Если верить рассказу Анано, то невеждой Иотам не был, наоборот, в молодости он окончил Телавскую гимназию, образование получил. В Телави он учился вместе с Важа Пшавела, там они подружились, и Иотам, оказывается, несколько раз гостил у Важа в Чаргали.

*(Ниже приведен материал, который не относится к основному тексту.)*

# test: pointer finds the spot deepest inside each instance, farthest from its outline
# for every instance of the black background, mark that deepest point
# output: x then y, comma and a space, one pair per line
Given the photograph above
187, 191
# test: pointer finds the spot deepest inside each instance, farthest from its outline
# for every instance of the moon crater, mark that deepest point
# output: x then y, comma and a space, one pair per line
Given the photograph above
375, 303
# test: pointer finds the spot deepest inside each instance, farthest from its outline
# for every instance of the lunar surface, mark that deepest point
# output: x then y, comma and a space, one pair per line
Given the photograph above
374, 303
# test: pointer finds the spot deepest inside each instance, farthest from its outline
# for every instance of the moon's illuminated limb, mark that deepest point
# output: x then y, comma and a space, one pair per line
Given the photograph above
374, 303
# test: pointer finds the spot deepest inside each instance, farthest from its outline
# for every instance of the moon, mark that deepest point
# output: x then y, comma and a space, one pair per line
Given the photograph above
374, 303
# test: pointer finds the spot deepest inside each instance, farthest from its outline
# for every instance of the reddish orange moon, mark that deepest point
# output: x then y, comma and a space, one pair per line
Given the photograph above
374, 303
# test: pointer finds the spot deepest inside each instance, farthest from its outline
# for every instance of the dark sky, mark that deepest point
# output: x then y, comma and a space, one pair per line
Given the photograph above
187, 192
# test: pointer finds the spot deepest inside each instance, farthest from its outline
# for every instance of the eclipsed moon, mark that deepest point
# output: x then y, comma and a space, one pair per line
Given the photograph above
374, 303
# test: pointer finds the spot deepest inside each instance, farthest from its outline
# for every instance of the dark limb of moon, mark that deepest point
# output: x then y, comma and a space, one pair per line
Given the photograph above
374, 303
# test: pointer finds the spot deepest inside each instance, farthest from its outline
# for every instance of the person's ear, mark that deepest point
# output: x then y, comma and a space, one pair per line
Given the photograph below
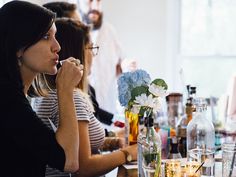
19, 53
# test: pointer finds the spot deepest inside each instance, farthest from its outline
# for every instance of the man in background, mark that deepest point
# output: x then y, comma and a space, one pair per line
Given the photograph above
106, 65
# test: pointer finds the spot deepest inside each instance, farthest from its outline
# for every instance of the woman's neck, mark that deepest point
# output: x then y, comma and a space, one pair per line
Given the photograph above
27, 78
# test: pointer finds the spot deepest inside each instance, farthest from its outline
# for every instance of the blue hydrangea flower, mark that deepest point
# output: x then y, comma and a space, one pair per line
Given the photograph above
129, 80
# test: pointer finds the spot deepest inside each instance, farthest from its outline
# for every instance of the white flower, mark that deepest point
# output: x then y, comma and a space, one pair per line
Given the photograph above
156, 105
157, 90
148, 101
135, 108
144, 100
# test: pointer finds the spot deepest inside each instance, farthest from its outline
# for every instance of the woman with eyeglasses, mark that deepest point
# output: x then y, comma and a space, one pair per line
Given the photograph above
74, 39
28, 47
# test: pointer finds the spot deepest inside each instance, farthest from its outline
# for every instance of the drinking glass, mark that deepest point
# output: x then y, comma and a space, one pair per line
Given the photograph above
206, 160
228, 160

Однажды Важа, сокрушаясь, сказал при Иотаме: в Грузии почти не осталось коней грузинской породы. Мы увлеклись карабахскими, арабскими, английскими скакунами, а наши аргамаки, которые статью, выносливостью, преданностью и красотой едва ли не лучше других, незаметно исчезли и выродились. А ведь еще не поздно, еще можно эту породу спасти. Спасение лурджи[21] Важа считал делом трудным, но осуществимым, которому человек должен посвятить себя целиком. Кроме того, он должен был иметь деньги, поскольку таких коней никто в дар не преподносил, а одного-двух было недостаточно. Содержание породистого коня также требовало немалых денежных затрат.

вернуться

21

Лурджа — грузинская порода лошади, сивый скакун, «сивка».